Colin Firth, What's the Appeal? I Could Go On and On...
Ahoy fellow fathomers, it's been a long time since I had a personal entry in my blog, but, I've been doing some thinking and decided to get back on the blogging horse. So, last night, I'm watching Bridget Jones's Baby, the final installment of my favorite of all time movies series. There's just something about Bridget I identify with. Maybe it's the awkward, self-conscious part of me I will never shake. And, I'm okay with it. I need an element to keep me from getting too stagnant and comfortable with life. You know, that inner voice driving me forward, keeping me going and never giving up. Life is a marathon, not a sprint.
As a singleton, I looked to romance movies as an escape, a way to fantasize about my own Mr. Right. And, in that first movie, oh Lord, Colin Firth took my breath away. Mr. Mark Darcy, the Barrister with an impeccable swagger and captivating all business- with a sexy undertone- voice. There's no way he could fake the entire role. There's bits of him imbedded in the sexy fictional man. Mr. Darcy has been uptight all his life, and you can just see him splitting at the seams to release his passion. Passion I don't believe he even knew he possessed until he saw Bridget, I mean really saw Bridget. What better person to facilitate than the eccentric Bridget Jones? "I like you very much...just the way you are." Watch this clip showing the progression from uncertain to infatuation. Bridget Jones I like You Just As You Are
What better way to start a love affair?
When someone tells you the whole of you is what they like it is universally huge. In most cases, honestly liking someone is better than loving them. WHY- Because, in some instances, we are almost "obligated" to love. Like the obnoxious sibling, aunt, uncle, fill-in-the-blank, we love them, but, we may not like them. There's a distinct difference. When a significant other likes you as much or more than they love you, that's where we have the relationship lightbulb moment. The foundation of friendship, teamwork, companionship, loyalty, empathy, and kindness go such a long way in actually
liking a person. How many couples can say they failed, but, still loved each other yet didn't know how to make it work? Maybe they didn't like each other as much?

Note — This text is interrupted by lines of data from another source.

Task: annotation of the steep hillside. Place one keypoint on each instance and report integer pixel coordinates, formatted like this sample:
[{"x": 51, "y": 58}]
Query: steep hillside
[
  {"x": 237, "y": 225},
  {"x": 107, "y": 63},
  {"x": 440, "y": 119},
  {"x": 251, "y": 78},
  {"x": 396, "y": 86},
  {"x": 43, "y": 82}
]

When Mr. Darcy looks at Bridget, the fondness and interest are visibly moving. She's simply being herself, nothing more-nothing less, and he's captivated. Damn, it's sexy, and also inspiring. At the end of the movie, he doesn't care she's written insulting gibberish, he buys her a new diary to begin again--beginning again in a new life with him. A new love filled journey, proving he can kiss better than any bad boy out there.
You know, maybe someone would look at me that way. Being myself, hair up in a messy ponytail, spilling something/anything on my clothes, tripping over air, snoring in the early morning, forgetting my own name, snorting when I laugh at something so ridiculous it should be embarrassing (but, to me it isn't embarrassing- it's hilarious)

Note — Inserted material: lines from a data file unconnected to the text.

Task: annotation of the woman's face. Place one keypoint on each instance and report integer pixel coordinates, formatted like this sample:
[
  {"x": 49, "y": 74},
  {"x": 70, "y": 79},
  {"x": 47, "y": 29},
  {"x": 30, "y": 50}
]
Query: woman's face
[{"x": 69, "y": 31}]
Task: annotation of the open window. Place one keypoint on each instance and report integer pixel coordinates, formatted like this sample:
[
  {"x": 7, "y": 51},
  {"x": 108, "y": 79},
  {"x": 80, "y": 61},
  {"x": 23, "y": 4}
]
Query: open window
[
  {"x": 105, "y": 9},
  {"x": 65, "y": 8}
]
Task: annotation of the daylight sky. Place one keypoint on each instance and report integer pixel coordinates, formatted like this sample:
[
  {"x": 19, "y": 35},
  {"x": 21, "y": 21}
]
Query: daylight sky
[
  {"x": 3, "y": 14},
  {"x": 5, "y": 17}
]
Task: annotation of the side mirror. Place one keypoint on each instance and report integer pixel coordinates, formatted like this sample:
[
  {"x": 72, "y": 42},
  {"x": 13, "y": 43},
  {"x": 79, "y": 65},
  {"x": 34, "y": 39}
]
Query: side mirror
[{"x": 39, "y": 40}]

Being me, with my insane addiction to buying mistint paint at the local Lowe's. (It's a real thing I possess an addiction)
Being me, drinking too much wine on a random Tuesday just because.
Being me, with my aches, pains, wobbly bits, and developing wrinkles.
Being me, spouting random bits of information that seem to come from out of nowhere. (my brain is routinely the space from nowhere-a black hole of lunacy)
Being me, surrounded by my own second hand embarrassment. (the kind other people wince while watching me seemingly fail miserably at confident poise)
Being me, becoming the object of affection of someone bright, creative, intelligent, loyal, handsome, witty, and supportive. (Yeah, THAT! I've dreamt of that man forever i think.)
For those reasons, I love Mr. Mark Darcy. I hope I have my own someday.